Cardiff is the capital city of Wales. It lies on the southeast coast of Wales on the Bristol Channel. Although Cardiff is not a metropolis (its current population is only about 300,000), it is an important administrative, commercial, cultural and industrial centre and port.

Cardiff has been the official capital of Wales since 1955. There has been a community here for hundreds of years, but it began to grow quickly and to become prosperous during the nineteenth and early twentieth centuries. This was the period when the coal, iron and steel industries were developing in South Wales, and Cardiff became major industrial town and an important port. Today it is an attractive and interesting place to live in, with good communications, plenty of parks and a varied population which includes nearly 10,000 university and college students. Cardiff is a city of contrasts. The famous Cardiff Castle dating back to Roman times, stands alongside a modern shopping centre with many fashionable shops, excellent restaurants and hotels. The Castle, built in 1090, is the greatest tourist attraction.

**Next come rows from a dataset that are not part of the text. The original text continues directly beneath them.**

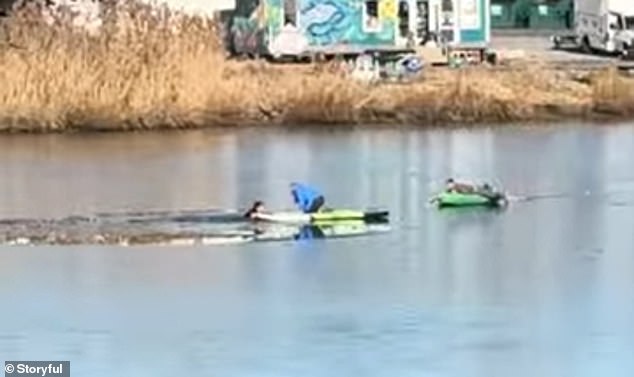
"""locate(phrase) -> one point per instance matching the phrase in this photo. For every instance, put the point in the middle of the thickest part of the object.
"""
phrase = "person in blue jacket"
(308, 199)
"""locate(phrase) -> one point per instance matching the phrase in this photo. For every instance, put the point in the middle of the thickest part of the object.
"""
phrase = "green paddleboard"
(454, 199)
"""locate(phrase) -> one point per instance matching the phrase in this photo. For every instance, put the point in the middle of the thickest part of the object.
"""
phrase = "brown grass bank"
(144, 76)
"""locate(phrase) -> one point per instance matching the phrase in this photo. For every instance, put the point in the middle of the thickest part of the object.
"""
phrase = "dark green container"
(550, 15)
(502, 15)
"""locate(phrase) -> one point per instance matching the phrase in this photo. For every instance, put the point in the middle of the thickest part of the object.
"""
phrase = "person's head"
(258, 206)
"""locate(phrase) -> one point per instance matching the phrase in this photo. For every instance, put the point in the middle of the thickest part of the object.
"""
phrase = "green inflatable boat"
(454, 199)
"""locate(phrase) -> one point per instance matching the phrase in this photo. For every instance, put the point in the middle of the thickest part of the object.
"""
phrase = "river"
(543, 288)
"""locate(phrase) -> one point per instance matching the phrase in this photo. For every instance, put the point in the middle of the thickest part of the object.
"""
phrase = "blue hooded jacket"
(304, 196)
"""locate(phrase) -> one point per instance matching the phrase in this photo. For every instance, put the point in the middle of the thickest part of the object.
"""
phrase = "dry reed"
(139, 73)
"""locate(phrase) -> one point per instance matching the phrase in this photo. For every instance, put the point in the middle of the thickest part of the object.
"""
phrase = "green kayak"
(454, 199)
(326, 215)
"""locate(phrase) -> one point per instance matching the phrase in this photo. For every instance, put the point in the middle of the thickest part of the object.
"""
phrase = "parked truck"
(605, 26)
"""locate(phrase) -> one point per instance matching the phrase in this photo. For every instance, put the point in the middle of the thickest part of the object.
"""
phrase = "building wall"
(531, 14)
(321, 22)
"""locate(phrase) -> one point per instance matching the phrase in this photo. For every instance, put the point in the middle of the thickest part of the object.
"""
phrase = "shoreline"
(139, 79)
(469, 97)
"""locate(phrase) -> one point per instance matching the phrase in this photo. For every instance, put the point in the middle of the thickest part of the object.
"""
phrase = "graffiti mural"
(326, 22)
(249, 28)
(258, 24)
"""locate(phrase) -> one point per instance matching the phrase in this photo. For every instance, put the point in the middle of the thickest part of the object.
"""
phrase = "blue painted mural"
(326, 22)
(321, 22)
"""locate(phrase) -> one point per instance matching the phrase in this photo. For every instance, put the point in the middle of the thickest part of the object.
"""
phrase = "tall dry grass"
(147, 70)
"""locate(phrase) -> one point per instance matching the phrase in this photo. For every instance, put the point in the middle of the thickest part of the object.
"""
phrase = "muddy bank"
(141, 76)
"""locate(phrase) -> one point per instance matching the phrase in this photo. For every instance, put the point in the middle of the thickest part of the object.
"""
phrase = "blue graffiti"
(326, 21)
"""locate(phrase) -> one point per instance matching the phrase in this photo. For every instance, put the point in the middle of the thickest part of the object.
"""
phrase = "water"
(541, 289)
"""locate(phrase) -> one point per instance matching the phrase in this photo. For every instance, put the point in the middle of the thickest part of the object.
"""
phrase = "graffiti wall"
(360, 22)
(258, 23)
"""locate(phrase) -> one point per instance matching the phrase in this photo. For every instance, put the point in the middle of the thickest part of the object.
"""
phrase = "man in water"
(308, 199)
(256, 208)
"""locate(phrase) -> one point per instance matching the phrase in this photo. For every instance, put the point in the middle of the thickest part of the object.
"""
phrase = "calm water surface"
(541, 289)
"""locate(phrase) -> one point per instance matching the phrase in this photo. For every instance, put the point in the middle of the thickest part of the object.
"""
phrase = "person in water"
(256, 208)
(307, 199)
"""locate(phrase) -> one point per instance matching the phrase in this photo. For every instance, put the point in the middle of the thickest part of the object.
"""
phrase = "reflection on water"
(540, 289)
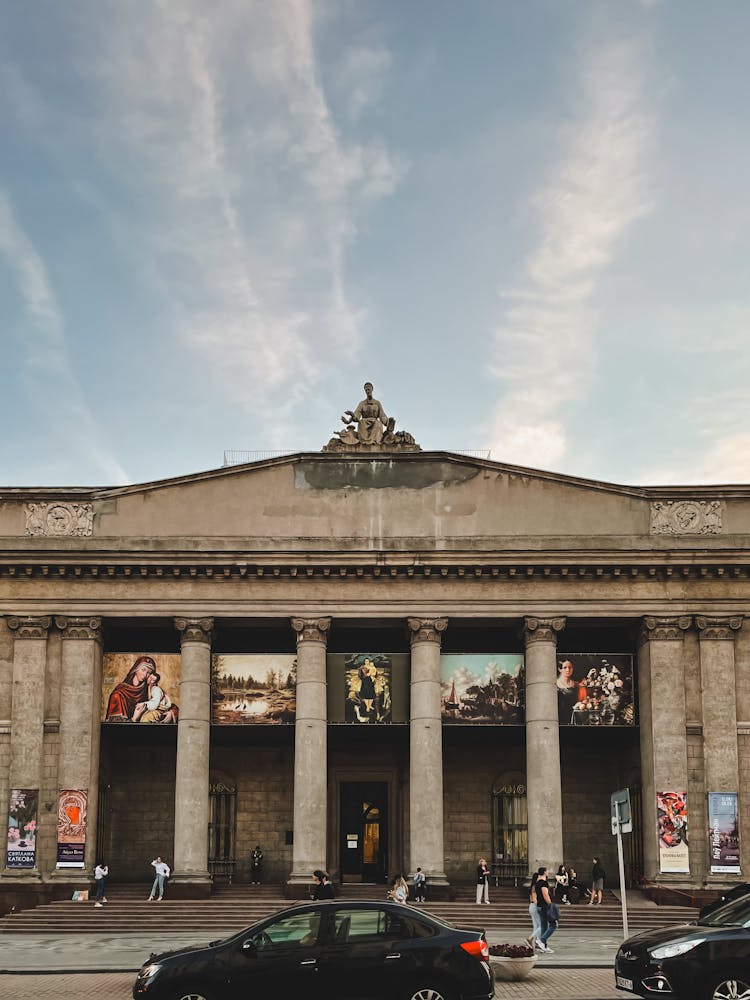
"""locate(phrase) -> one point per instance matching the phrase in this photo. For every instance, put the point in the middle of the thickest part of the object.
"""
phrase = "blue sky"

Cardiff is also known for its beautiful parks covering hundreds of acres in the city. The major commercial buildings are found around Cathays Park. Cardiff has also one of the world's great Civil Centres including the Law Courts; the University College; the National Museum of Wales with an astonishing range of exhibits in natural science, archeology, botany, zoology and art; and the Welsh Industrial and Maritime Museum housing a collection of boats and railway vehicles. If you like music, there is the famous national concert hall, St David's Hall, or the New Theatre, which is the home of the Welsh Opera Company.

Visitors to Cardiff may also admire Llandaff Cathedral built in the late Gothic style, and the richly decorated building of City Hall.

Although Cardiff is not so exciting as London, it is still an attractive and interesting place to see.